The alleged kickbacks by Innovasis occurred over a nine-year span (Jan. 1, 2014 through Dec. 31 2022), according to the settlement agreement. During that time, Innovasis paid 17 orthopedic surgeons and neurosurgeons to use the company’s spinal implants, devices and other equipment in procedures on Medicare patients. The payments came in various forms: consulting fees, intellectual property (IP) acquisition and licensing fees, registry payments and performance shares in Innovasis, as well as travel to a luxury ski resort, lavish dinners and holiday parties for surgeons, their office staff and family members. “Each year, defendants paid for subject physicians to attend an Innovasis conference held at a luxury resort in Deer Valley, Utah,” the settlement agreement states. “In addition to paying for the subject physicians’ cost of travel (including—for certain high-volume subject physicians—first class airfare), lodging, and high-end meals at the conference, defendants provided attendees with welcome gift baskets and Innovasis-branded ski jackets.”

That conference is the Spine Surgery Symposium, which Innovasis publicizes on its website.

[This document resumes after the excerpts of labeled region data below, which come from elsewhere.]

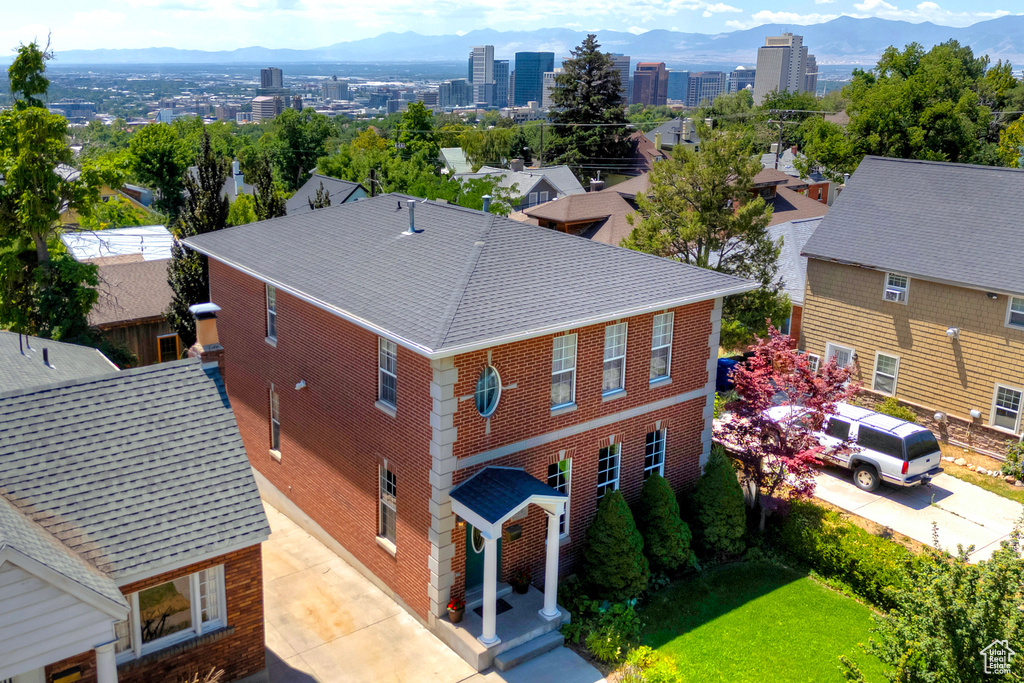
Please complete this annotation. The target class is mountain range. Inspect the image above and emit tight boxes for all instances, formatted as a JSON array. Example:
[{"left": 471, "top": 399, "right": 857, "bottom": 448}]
[{"left": 46, "top": 14, "right": 1024, "bottom": 65}]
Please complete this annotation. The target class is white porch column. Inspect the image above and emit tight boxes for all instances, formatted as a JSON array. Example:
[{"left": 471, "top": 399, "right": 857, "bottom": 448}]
[
  {"left": 541, "top": 503, "right": 565, "bottom": 621},
  {"left": 96, "top": 642, "right": 118, "bottom": 683},
  {"left": 477, "top": 529, "right": 502, "bottom": 647}
]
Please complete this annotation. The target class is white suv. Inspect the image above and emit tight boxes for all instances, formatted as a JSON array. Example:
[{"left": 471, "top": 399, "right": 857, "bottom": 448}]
[{"left": 768, "top": 403, "right": 942, "bottom": 490}]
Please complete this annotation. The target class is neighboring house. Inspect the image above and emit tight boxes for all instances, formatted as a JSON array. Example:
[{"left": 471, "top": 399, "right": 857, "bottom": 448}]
[
  {"left": 285, "top": 173, "right": 368, "bottom": 216},
  {"left": 0, "top": 342, "right": 269, "bottom": 683},
  {"left": 185, "top": 194, "right": 756, "bottom": 669},
  {"left": 768, "top": 218, "right": 821, "bottom": 341},
  {"left": 800, "top": 157, "right": 1024, "bottom": 453}
]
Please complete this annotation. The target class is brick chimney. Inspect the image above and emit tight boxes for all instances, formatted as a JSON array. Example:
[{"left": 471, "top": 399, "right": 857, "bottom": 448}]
[{"left": 188, "top": 303, "right": 224, "bottom": 378}]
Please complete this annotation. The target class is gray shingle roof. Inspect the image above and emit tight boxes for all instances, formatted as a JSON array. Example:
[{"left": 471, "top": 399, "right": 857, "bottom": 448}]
[
  {"left": 285, "top": 173, "right": 366, "bottom": 216},
  {"left": 804, "top": 157, "right": 1024, "bottom": 295},
  {"left": 449, "top": 467, "right": 568, "bottom": 524},
  {"left": 0, "top": 359, "right": 269, "bottom": 580},
  {"left": 0, "top": 331, "right": 118, "bottom": 392},
  {"left": 186, "top": 195, "right": 755, "bottom": 354}
]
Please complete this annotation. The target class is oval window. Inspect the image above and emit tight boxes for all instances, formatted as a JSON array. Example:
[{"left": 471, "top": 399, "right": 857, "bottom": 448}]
[{"left": 476, "top": 366, "right": 502, "bottom": 418}]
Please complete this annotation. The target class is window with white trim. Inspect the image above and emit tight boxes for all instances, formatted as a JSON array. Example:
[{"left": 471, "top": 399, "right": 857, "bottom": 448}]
[
  {"left": 882, "top": 272, "right": 910, "bottom": 303},
  {"left": 650, "top": 310, "right": 676, "bottom": 382},
  {"left": 548, "top": 458, "right": 572, "bottom": 536},
  {"left": 551, "top": 334, "right": 575, "bottom": 408},
  {"left": 991, "top": 384, "right": 1024, "bottom": 433},
  {"left": 601, "top": 323, "right": 626, "bottom": 393},
  {"left": 377, "top": 337, "right": 398, "bottom": 408},
  {"left": 266, "top": 285, "right": 278, "bottom": 341},
  {"left": 643, "top": 429, "right": 665, "bottom": 481},
  {"left": 114, "top": 564, "right": 225, "bottom": 664},
  {"left": 871, "top": 351, "right": 899, "bottom": 396},
  {"left": 377, "top": 465, "right": 398, "bottom": 545},
  {"left": 1007, "top": 297, "right": 1024, "bottom": 329},
  {"left": 597, "top": 443, "right": 622, "bottom": 501}
]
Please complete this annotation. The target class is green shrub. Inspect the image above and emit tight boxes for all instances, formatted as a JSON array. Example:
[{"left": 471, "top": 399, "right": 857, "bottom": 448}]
[
  {"left": 775, "top": 503, "right": 920, "bottom": 609},
  {"left": 636, "top": 472, "right": 693, "bottom": 573},
  {"left": 874, "top": 396, "right": 918, "bottom": 424},
  {"left": 693, "top": 444, "right": 746, "bottom": 555},
  {"left": 582, "top": 490, "right": 650, "bottom": 602}
]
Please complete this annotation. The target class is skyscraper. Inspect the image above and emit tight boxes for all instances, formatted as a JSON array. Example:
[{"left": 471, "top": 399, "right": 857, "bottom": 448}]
[
  {"left": 754, "top": 33, "right": 817, "bottom": 104},
  {"left": 512, "top": 52, "right": 555, "bottom": 106}
]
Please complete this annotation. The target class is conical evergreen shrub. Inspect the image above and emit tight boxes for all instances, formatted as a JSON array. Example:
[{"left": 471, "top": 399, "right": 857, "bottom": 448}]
[
  {"left": 582, "top": 490, "right": 650, "bottom": 602},
  {"left": 693, "top": 444, "right": 746, "bottom": 555},
  {"left": 636, "top": 473, "right": 693, "bottom": 573}
]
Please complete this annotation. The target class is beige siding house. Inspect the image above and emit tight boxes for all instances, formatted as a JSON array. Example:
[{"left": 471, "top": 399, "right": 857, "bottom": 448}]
[{"left": 800, "top": 157, "right": 1024, "bottom": 453}]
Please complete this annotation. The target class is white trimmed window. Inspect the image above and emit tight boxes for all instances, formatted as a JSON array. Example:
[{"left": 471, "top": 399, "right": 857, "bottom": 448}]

The government claims Innovasis also allegedly compensated physicians well for consulting services or, in some cases, for work that was never actually performed. Similarly, the company paid doctors big bucks to acquire or license purported IP for which Innovasis never obtained any valuation before the purchase and thereafter never used for meaningful product development. Brent and Garth Felix were the alleged masterminds of the kickback scheme, as they directed Innovasis’s operations, strategic decisions, and the financial agreements with surgeons, the settlement agreement contends.
 
“The integrity of our healthcare system is dependent upon physicians’ recommendations being motivated by patient health,” U.S. Attorney Leigha Simonton of the Northern District of Texas stated. “Any time we learn that physician recommendations are being corrupted by improper financial inducements, we will seek to hold those involved accountable.”
 
The Federal Anti-Kickback Statute prohibits offering or paying anything of value to induce referrals of items or services covered by Medicare and other federally funded programs. The statute is intended to ensure that medical providers’ judgments are not compromised by improper financial incentives. Innovasis’s former Regional Sales Director Robert Richardson alerted the government to the kickback scheme (United States ex rel. Richardson v. Innovasis Inc., et al.), and is entitled to a $2.2 million share of the settlement.   

“Improper financial arrangements can compromise medical judgment and adversely influence the medical decision-making process,” said Special Agent in Charge Jason E. Meadows of the Department of Health and Human Services Office of Inspector General (HHS-OIG). “These arrangements have no place in our healthcare system, and we will continue working with our federal partners to pursue such allegations.”

The settlement resulted from a coordinated effort between the U.S. Justice Department’s Civil Division, Commercial Litigation Branch, Fraud Section and the U.S. Attorney’s Office for the Northern District of Texas, with assistance from HHS-OIG. Trial Attorneys Jessica E. Krieg, Olga Yevtukhova and Adam J. DiClemente of the Justice Department’s Civil Division and Assistant U.S. Attorneys Andrew S. Robbins and George M. Padis for the Northern District of Texas handled the matter.
 
The claims resolved by the settlement are only allegations. There has been no determination of liability.